The results of the initial TTE will guide the subsequent diagnostic and management pathway. The workflow branches based on whether the findings are positive, negative, or equivocal for hypertrophic cardiomyopathy.

If the Echocardiogram is Positive for HCM
A study demonstrating unexplained asymmetric septal hypertrophy (typically defined as wall thickness ≥15 mm in the absence of other causes), with or without LVOT obstruction, supports the diagnosis of HCM. The downstream workflow includes:

  • Comprehensive Risk Stratification: This often involves a cardiac MRI to quantify the extent of late gadolinium enhancement (fibrosis), which is a powerful predictor of arrhythmic risk. An ambulatory ECG monitor is also essential to screen for non-sustained ventricular tachycardia.
  • Genetic Counseling and Testing: Patients should be referred for genetic counseling to discuss the implications for themselves and their family members. Cascade screening of first-degree relatives is recommended.
  • Medical Management: Initiation of beta-blockers or calcium channel blockers for symptomatic patients, particularly those with LVOT obstruction.

If the Echocardiogram is Negative or Normal
In a patient with a low pre-test probability, a completely normal TTE makes HCM highly unlikely. Alternative causes for the patient’s symptoms should be investigated. In a patient with a high clinical suspicion (e.g., strong family history), a normal TTE may not be sufficient to rule out the disease, as some genetic variants have low penetrance or late onset. In these cases, cardiac MRI may be considered to leverage its higher spatial resolution.

If the Echocardiogram is Equivocal
When TTE findings are unclear—for example, due to poor acoustic windows, borderline wall thickness measurements, or difficulty distinguishing HCM from athlete’s heart—the next step is almost always `MRI heart function and morphology without and with IV contrast`. CMR can provide definitive measurements of wall thickness, accurately characterize the pattern of hypertrophy, and assess for fibrosis, resolving the diagnostic uncertainty.

Pitfalls to Avoid (and When to Get Help)

When working up suspected hypertrophic cardiomyopathy, several common pitfalls can delay diagnosis or lead to misinterpretation.

  • Attributing LVH to Hypertension Prematurely: Do not assume that mild or well-controlled hypertension is the cause of significant LVH, especially if the hypertrophy is asymmetric. HCM can coexist with hypertension.
  • Forgetting Provocative Maneuvers: A significant portion of patients with obstructive HCM only have a gradient with provocation. Ensure the echocardiogram report specifies whether maneuvers like Valsalva were performed to assess for a latent LVOT gradient.
  • Stopping at a “Normal” Wall Thickness: In patients with a known pathogenic gene mutation, the absence of LVH on imaging does not rule out the disease; they are considered to have a non-penetrant or preclinical form of HCM and require ongoing surveillance.
  • Ignoring the Right Ventricle: While HCM is primarily a disease of the left ventricle, right ventricular involvement can occur and has prognostic implications.

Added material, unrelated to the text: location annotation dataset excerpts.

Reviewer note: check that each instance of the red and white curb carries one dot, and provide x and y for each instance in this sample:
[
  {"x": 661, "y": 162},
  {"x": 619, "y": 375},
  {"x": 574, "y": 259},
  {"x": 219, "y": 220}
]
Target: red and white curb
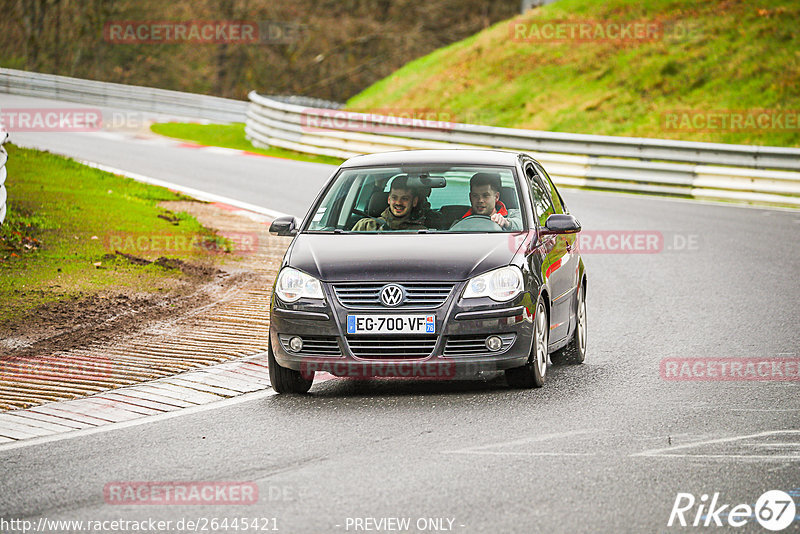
[{"x": 139, "y": 403}]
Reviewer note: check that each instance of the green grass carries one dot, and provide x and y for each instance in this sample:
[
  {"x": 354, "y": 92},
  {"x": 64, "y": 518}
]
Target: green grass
[
  {"x": 737, "y": 55},
  {"x": 64, "y": 218},
  {"x": 231, "y": 136}
]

If the diagnosis remains ambiguous after both echocardiography and cardiac MRI, or if complex management decisions arise regarding risk stratification for sudden cardiac death, referral to a specialized center with expertise in cardiomyopathies is the appropriate next step.

Related ACR Topics and Tools

This article focuses on a single clinical scenario. For a comprehensive overview of imaging for other nonischemic cardiomyopathies, or to explore the tools used to make these recommendations, please refer to the following resources.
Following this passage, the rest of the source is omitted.